Preservation of female reproduction from cancer treatment through manipulation of NAD+ (#14)

Wing Hong Ho 1 , Dave R Listigono 1 , Shi-Yun Catherine Li 1 , David Sinclair 2 , Hayden Homer 3 , Lindsay Wu 1
  1. Pharmacology , The University of New South Wales, Sydney , NSW , Australia
  2. Genetics , Paul F. Glenn Laboratories for the Biological Mechanisms of Aging Harvard Medical School, Boston , MA, USA
  3. UQ Centre for Clinical Research, University of Queensland, Brisbane, Australia

Chemotherapy treatment can cause a permanent loss of female fertility and premature menopause, through the destruction of ovarian follicles. Options to preserve fertility in female patients are presently limited. The aim is to investigate a novel pharmacological approach to restore ovarian functions during and after chemotherapy treatment by altering levels of the metabolite nicotinamide adenine dinucleotide (NAD+), a critically important substrate to the sirtuins, a class of NAD+ dependent deacylase proteins thought to play a key role in biological ageing, and to poly-ADP ribose polymerase (PARP) enzymes, which mediate the cellular response to DNA damage. We hypothesised that increasing NAD+ availability might lead to protection against chemotherapy induced ovarian damage, which we investigated through the administration of the metabolic NAD+ precursor nicotinamide mononucleotide (NMN), in combination with chemotherapy treatment using either doxorubicin or cis-platin, two unrelated chemotherapy drugs.  Strikingly, while chemotherapy resulted in drastic reductions in the number of primordial follicles, mature oocytes, and the numbers of pups born per litter, NMN co-treatment completely rescued these parameters. To further prove this mechanism, we obtained mice which over-expressed the NAD+ biosynthetic enzymes NMNAT1 or NMNAT3, which are localised to the nucleus and mitochondria, respectively. NMNAT1-Tg animals were protected against a loss of oocytes during chemotherapy treatment, whereas NMNAT3-Tg mice were not, suggesting that nuclear NAD+ is most important to this mechanism.
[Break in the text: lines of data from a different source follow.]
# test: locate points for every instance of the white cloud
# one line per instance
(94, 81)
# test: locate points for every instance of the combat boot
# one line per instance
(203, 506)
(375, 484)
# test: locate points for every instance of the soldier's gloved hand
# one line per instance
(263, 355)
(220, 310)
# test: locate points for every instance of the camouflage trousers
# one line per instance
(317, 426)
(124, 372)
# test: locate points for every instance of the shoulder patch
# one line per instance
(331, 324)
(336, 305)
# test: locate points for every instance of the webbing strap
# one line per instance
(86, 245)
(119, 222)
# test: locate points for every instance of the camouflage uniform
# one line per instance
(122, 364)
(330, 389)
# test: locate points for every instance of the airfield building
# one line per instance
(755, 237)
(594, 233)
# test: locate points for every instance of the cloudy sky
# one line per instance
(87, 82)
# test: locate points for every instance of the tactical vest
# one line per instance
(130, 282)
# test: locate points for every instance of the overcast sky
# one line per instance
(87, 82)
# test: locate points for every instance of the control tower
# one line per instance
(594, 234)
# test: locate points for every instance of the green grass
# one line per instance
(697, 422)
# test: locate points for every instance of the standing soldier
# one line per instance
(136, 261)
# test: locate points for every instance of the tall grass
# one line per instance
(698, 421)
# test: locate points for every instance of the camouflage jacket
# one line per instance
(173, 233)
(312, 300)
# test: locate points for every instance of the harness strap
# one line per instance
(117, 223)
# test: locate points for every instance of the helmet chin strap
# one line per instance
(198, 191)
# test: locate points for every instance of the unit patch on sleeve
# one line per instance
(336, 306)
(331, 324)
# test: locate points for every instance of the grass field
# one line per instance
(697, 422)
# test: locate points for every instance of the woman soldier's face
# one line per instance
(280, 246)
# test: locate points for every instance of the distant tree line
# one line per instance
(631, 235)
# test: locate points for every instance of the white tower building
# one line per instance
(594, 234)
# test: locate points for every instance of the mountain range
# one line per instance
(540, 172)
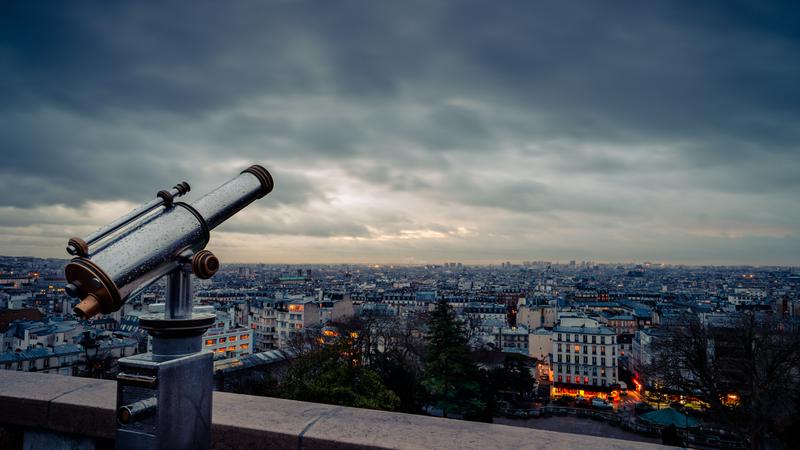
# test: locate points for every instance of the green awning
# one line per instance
(669, 416)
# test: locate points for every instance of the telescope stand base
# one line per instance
(164, 396)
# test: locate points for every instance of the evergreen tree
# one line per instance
(451, 379)
(334, 374)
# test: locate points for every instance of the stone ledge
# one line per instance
(86, 407)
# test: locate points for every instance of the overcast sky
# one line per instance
(413, 132)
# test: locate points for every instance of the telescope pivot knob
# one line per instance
(204, 264)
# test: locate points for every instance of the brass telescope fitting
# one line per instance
(88, 307)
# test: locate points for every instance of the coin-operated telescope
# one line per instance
(163, 396)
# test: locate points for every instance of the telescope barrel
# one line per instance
(80, 247)
(228, 199)
(130, 261)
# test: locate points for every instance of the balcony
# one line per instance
(52, 411)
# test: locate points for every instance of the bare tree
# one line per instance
(745, 370)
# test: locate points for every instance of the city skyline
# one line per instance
(414, 133)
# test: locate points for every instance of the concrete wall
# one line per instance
(79, 408)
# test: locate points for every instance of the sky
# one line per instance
(413, 132)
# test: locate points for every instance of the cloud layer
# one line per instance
(413, 131)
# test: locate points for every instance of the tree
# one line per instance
(333, 373)
(450, 378)
(514, 376)
(745, 370)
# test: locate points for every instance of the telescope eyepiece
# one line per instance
(204, 264)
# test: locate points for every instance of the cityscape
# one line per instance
(520, 322)
(427, 224)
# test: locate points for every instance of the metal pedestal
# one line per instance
(164, 396)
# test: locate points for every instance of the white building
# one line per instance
(540, 344)
(584, 358)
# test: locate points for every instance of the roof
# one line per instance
(9, 315)
(584, 330)
(622, 317)
(670, 416)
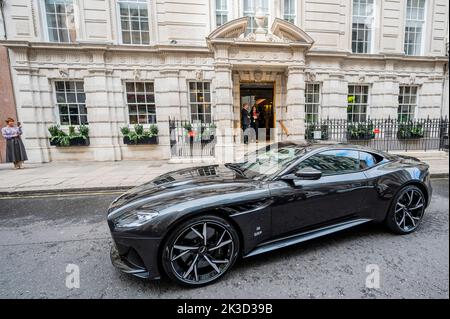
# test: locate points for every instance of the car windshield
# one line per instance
(268, 161)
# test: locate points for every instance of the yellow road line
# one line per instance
(66, 194)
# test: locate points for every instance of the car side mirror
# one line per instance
(308, 173)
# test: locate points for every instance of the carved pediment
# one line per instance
(281, 31)
(230, 30)
(288, 31)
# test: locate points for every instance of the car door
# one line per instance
(334, 196)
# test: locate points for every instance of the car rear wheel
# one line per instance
(407, 210)
(200, 251)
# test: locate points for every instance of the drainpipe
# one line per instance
(2, 5)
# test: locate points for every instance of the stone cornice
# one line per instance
(376, 57)
(102, 46)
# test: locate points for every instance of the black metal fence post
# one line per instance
(384, 134)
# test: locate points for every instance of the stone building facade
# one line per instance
(111, 63)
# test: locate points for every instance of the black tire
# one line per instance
(406, 211)
(191, 261)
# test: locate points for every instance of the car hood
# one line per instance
(181, 187)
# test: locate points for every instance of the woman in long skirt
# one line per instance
(15, 150)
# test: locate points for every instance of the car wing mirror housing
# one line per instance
(308, 173)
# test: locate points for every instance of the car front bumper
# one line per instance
(136, 256)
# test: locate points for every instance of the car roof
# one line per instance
(328, 145)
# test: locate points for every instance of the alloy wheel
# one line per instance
(409, 210)
(202, 252)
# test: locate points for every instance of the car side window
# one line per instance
(333, 162)
(367, 160)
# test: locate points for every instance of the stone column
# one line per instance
(103, 130)
(224, 112)
(223, 85)
(34, 106)
(334, 97)
(384, 98)
(430, 98)
(295, 102)
(167, 99)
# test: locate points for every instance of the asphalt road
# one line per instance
(40, 236)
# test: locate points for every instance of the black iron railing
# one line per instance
(384, 134)
(192, 139)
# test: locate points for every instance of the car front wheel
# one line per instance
(200, 251)
(407, 210)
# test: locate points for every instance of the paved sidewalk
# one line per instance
(82, 176)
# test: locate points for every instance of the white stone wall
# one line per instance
(104, 65)
(190, 21)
Next, we investigated the effects of administering NMN four weeks after chemotherapy treatment, and observed a partial restoration of the number of primordial follicles, and mature oocytes, in NMN treated animals. This latter finding has important implications for the possibility of ovarian rejuvenation, via oogonial stem cells. Together, these findings have application not just in the clinical treatment of chemotherapy induced infertility, but in our understanding of ovarian ageing and damage, in particular, the possibility of ovarian renewal.